Recent

Author Topic: UTF8Length: A Faster Implementation.  (Read 32500 times)

JuhaManninen

  • Global Moderator
  • Hero Member
  • *****
  • Posts: 4599
  • I like bugs.
Re: UTF8Length: A Faster Implementation.
« Reply #15 on: August 21, 2016, 09:52:27 am »
Any non-trivial test of UTF8Len in my 64-bit FPC gives an arithmetic overflow, coming from this: u * ONEMASK.
Example test: 'مAرBحCبD'
Please test with all checks enabled. My ONEMASK is now:
Code: Pascal  [Select][+][-]
  1. const
  2.   {$IfDef CPU64}
  3.   ONEMASK=$0101010101010101;
  4.   {$Else}
  5.   ONEMASK=$01010101;
  6.   {$EndIf}
Mostly Lazarus trunk and FPC 3.2 on Manjaro Linux 64-bit.

MathMan

  • Sr. Member
  • ****
  • Posts: 411
Re: UTF8Length: A Faster Implementation.
« Reply #16 on: August 21, 2016, 10:10:28 am »
If that is the case it really should not be that difficult to create an efficient UTF8Length routine..

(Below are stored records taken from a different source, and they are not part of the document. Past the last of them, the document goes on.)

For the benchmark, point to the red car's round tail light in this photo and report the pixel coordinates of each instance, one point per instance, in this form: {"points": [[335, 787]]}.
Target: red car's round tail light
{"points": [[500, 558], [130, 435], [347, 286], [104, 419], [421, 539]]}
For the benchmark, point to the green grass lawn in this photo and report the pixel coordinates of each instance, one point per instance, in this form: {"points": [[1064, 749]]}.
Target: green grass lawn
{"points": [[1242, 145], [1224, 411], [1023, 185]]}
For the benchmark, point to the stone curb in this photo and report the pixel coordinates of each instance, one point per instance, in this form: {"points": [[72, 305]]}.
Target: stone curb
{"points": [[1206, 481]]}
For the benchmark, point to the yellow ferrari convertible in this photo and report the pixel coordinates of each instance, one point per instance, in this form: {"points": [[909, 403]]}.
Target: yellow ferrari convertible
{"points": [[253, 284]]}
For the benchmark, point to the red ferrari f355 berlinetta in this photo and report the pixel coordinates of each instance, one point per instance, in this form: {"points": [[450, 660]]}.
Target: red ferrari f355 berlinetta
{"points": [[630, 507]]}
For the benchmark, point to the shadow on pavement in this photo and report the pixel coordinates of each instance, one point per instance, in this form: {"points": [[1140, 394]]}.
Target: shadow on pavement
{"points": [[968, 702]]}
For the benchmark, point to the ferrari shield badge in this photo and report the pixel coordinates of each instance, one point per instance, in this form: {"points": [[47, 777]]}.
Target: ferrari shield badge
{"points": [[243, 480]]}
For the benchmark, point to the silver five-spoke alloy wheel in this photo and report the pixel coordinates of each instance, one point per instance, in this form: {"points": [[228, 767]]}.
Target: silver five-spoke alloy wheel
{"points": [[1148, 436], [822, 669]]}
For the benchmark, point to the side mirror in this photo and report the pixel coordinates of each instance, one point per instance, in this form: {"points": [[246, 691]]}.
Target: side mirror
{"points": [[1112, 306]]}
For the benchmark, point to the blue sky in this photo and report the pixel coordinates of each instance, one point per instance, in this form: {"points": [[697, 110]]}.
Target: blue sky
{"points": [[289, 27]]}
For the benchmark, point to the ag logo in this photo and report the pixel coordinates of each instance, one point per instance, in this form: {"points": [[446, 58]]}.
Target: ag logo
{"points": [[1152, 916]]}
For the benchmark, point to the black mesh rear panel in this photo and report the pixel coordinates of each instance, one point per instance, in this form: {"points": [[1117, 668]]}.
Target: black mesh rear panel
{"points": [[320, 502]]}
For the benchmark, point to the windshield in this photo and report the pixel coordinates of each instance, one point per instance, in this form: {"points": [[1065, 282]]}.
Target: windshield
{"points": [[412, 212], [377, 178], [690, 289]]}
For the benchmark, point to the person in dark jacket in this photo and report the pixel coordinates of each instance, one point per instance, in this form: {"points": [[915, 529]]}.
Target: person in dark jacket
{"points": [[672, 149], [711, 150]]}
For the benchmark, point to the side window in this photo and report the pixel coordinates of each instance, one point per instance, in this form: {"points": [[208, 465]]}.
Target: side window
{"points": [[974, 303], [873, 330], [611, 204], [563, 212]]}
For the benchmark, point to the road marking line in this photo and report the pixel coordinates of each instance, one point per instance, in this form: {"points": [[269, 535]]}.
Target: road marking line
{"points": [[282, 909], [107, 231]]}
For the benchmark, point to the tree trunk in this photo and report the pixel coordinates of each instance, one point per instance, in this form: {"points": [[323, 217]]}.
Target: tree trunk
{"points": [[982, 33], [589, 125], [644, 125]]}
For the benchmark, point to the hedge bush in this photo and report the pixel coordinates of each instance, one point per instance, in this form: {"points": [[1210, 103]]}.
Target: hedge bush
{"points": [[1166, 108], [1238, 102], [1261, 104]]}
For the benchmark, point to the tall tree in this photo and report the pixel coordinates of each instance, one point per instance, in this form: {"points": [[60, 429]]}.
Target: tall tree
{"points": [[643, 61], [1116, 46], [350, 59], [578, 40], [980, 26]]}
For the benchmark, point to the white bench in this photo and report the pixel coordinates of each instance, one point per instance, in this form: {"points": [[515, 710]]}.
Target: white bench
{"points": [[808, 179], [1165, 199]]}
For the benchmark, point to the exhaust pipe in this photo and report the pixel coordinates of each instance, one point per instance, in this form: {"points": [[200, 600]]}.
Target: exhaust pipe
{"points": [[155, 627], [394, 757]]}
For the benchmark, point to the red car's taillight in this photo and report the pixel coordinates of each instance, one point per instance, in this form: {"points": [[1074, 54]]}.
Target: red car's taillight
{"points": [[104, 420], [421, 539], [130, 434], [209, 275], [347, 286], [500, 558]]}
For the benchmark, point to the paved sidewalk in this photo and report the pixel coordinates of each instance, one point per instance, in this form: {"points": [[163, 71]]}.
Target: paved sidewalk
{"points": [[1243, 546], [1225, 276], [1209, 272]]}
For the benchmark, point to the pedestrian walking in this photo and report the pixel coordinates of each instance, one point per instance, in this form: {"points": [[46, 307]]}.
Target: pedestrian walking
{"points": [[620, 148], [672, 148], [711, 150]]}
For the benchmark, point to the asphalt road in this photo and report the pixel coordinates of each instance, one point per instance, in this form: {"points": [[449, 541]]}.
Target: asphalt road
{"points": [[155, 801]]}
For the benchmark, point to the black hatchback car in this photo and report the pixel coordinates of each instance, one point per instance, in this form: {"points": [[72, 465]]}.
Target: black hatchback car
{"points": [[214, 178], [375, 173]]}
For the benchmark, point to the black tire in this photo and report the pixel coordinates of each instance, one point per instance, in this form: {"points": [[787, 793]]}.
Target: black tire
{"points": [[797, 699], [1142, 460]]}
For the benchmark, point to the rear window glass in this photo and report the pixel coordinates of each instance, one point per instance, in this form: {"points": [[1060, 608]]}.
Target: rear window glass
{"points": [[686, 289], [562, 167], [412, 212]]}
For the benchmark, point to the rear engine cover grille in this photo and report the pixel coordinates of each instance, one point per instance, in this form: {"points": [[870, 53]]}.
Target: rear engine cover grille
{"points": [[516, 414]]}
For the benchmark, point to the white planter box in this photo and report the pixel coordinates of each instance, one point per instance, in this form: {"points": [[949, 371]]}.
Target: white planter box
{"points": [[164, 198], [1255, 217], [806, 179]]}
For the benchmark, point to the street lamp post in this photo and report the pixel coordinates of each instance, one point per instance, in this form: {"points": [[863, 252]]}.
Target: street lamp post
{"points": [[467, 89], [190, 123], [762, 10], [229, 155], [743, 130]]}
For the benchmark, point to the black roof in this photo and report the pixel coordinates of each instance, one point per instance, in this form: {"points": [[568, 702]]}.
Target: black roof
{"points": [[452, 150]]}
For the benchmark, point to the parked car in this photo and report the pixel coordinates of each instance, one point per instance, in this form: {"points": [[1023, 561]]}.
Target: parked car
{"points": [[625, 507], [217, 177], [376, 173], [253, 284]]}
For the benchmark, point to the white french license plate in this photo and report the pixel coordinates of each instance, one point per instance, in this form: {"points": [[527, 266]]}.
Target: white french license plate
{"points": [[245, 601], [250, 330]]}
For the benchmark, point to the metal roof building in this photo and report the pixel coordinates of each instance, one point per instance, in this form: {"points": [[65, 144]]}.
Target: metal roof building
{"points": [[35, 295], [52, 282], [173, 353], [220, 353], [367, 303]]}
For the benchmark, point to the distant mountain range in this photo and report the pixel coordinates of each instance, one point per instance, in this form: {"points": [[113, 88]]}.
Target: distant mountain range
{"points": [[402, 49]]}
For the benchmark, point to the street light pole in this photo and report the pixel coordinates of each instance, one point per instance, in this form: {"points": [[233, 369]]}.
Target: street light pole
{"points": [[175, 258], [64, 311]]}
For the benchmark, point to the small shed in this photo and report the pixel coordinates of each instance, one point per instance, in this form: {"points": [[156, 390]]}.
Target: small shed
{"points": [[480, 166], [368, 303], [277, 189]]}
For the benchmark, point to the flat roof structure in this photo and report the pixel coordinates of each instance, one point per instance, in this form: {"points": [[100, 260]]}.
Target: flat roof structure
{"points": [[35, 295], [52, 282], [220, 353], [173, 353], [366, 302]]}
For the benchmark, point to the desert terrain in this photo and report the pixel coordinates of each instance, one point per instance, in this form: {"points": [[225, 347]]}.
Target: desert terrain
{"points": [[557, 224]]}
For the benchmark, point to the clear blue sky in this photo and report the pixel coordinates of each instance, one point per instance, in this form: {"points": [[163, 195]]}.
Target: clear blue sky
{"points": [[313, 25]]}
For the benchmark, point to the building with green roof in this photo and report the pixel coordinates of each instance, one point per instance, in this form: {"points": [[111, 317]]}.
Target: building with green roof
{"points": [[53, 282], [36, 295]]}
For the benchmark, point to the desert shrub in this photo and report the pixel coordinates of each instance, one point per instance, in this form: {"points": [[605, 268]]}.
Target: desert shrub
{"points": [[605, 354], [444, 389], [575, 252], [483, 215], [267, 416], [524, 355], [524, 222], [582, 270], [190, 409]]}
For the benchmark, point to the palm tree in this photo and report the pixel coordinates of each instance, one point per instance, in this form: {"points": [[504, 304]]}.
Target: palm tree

Yes, the current UTF8Length is also relatively efficient. It iterates byte by byte and calls UTF8CharacterLength which also checks the validity.
The UTF8Len proposed by engkin is extremely fast because it assumes the data is valid (no check) and it uses the CPU's native data size. In a 64-bit CPU it means 8 bytes at once. The logic operations required for it are rather difficult to follow.
:)
It would be fascinating to have an IFDEFed assembly version with SIMD instructions for CPUs that support it. How much faster would it be?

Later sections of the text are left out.